Grâce à cet investissement important, le financement du réseau de maisons d’aide et d’hébergement pour femmes victimes de violence conjugale sera rehaussé dans l’ensemble de la province. Les services des maisons d’hébergement de deuxième étape, qui permettent aux victimes de se reconstruire en leur offrant un logement transitoire et sécuritaire, seront également consolidés.

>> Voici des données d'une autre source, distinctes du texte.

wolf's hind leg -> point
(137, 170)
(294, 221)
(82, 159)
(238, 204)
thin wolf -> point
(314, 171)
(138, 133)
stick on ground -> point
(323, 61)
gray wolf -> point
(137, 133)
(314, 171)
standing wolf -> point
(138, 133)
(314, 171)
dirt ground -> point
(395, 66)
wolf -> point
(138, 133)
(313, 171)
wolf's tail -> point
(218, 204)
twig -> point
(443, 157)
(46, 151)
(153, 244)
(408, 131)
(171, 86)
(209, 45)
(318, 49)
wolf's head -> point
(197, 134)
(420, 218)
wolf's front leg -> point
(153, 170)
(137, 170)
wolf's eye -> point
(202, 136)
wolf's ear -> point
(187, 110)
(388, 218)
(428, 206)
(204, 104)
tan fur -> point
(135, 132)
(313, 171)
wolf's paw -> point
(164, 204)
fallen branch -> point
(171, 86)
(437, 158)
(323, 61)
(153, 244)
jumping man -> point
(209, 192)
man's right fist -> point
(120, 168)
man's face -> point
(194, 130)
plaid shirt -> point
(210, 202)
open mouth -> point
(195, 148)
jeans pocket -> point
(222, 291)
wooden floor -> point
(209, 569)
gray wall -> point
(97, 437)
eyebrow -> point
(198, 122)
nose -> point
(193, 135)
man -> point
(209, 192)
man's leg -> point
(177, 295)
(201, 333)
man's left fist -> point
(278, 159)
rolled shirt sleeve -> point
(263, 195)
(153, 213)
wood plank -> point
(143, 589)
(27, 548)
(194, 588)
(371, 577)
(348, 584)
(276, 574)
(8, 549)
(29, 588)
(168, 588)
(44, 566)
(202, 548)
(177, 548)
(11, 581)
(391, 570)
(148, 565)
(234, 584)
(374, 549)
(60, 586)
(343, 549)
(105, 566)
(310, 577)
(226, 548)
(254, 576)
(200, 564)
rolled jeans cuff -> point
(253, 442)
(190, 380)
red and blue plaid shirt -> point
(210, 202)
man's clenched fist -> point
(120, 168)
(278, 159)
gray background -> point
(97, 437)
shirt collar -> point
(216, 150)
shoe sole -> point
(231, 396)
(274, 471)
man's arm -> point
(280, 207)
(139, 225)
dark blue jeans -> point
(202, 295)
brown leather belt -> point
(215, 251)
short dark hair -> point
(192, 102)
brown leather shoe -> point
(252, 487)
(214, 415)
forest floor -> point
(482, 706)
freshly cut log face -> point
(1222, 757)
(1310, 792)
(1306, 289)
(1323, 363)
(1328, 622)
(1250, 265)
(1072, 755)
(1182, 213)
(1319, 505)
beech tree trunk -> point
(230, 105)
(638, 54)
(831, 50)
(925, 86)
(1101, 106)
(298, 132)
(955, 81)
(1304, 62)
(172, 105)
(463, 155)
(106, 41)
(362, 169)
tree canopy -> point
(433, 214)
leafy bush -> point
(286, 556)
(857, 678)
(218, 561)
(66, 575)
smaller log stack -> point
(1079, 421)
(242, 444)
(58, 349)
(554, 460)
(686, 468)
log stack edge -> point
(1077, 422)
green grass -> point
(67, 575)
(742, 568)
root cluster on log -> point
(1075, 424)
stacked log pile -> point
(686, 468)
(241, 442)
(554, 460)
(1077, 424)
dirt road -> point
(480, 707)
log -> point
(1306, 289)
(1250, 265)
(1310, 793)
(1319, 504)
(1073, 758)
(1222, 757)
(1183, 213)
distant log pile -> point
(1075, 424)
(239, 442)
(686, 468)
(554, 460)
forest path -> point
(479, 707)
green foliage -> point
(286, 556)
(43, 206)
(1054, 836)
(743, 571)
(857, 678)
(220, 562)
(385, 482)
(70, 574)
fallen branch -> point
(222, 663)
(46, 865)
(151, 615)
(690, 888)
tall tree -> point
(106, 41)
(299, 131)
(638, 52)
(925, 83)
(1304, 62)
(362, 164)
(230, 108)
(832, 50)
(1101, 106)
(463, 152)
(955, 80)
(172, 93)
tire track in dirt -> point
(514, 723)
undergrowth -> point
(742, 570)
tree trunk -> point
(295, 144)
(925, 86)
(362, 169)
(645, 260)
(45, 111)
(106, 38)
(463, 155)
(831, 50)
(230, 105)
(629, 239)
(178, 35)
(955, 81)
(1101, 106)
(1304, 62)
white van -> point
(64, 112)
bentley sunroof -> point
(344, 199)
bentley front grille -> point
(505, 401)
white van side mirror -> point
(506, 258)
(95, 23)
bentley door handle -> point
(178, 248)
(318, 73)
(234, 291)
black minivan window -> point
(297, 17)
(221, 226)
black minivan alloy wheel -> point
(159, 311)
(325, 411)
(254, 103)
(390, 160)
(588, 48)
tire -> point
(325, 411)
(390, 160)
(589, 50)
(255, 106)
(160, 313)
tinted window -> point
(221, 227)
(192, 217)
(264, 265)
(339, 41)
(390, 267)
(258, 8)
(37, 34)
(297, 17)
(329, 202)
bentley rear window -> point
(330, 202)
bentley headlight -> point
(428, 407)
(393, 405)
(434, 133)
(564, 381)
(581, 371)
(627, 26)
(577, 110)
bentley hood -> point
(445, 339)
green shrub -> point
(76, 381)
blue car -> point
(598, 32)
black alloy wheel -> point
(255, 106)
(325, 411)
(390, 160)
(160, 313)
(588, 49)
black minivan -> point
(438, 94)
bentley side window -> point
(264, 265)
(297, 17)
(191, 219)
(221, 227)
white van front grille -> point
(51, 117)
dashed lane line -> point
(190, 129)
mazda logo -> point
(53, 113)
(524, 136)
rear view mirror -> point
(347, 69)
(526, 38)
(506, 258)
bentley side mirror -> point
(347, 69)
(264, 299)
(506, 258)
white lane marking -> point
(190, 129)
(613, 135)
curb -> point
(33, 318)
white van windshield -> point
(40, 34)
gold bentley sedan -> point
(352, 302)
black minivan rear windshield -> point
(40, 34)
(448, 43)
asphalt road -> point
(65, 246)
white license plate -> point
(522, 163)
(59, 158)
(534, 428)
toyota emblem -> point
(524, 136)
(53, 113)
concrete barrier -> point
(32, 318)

9 M$ pour la Sécurité publique

Aussi, près de 9 M$ seront alloués au ministère de la Sécurité publique. Cela lui permettra notamment d’étendre son Service d’évaluation des conjoints violents au stade de la mise en liberté provisoire à trois nouvelles régions, soit le Saguenay-Lac-Saint-Jean, les Laurentides et la Montérégie (Sud-Ouest et Nord-Est), en plus de celles qui sont déjà servies. Les sommes transférées serviront également à analyser la faisabilité d’implanter des bracelets anti-rapprochement pour prévenir les homicides conjugaux au Québec. De plus, un outil sera élaboré pour évaluer les personnes condamnées pour une infraction liée à la violence conjugale. De cette manière, les modalités de leur prise en charge ainsi que leurs permissions de sortie ou de libération conditionnelle seront mieux établies. Finalement, la formation des corps policiers, qui sont souvent parmi les premiers répondants en situation de violence conjugale, sera bonifiée.



« Chaque victime est une victime de trop. Votre gouvernement est grandement conscient de la problématique de la violence conjugale, et c’est pourquoi nous tenons d’abord à travailler en amont, sur la prévention. Nous savons qu’il est de notre devoir de prendre tous les moyens à notre disposition pour assurer la protection des femmes et ainsi pouvoir les aider à s’en sortir. Pour ce faire, il est primordial que nos corps policiers soient bien outillés, de façon que les victimes se sentent épaulées durant le processus. Les sommes annoncées nous permettront de travailler avec des partenaires et avec d’autres ministères pour orchestrer la mise en place des mesures de façon rapide et efficace », déclare la ministre de la Sécurité publique, Geneviève Guilbault.

Cellules d’intervention rapide


Les investissements annoncés permettront également de consolider les cellules d’intervention rapide servant à assurer un suivi des personnes ayant des comportements violents à risque d’homicide déjà en place au Québec, et d’en implanter de nouvelles dans six régions, grâce à un financement du Secrétariat à la condition féminine.

Le ministère de la Famille et le ministère de la Justice seront également mis à contribution. Une trousse virtuelle à l’intention du personnel en CPE sera produite afin d’aider celui-ci à mieux repérer les enfants à risque de subir de la violence dans un contexte conjugal et à intervenir auprès d’eux. De son côté, le ministère de la Justice créera un service juridique d’urgence pour déterminer, notamment, les droits de garde d’enfants en contexte de violence conjugale.

« Certains enjeux vécus par les victimes de violence conjugale ont été exacerbés par la pandémie et le confinement. C’est une situation qui ne peut durer et que nous ne pouvons tolérer. Il est de notre devoir d’agir rapidement et de mettre en place les mesures nécessaires pour prévenir la violence conjugale et lutter contre celle-ci. Ces nouvelles mesures permettront notamment d’améliorer les services et l’accompagnement offerts aux personnes victimes, en plus d’assurer une meilleure coordination des différents intervenants », mentionne le ministre de la Justice, Simon Jolin-Barrette.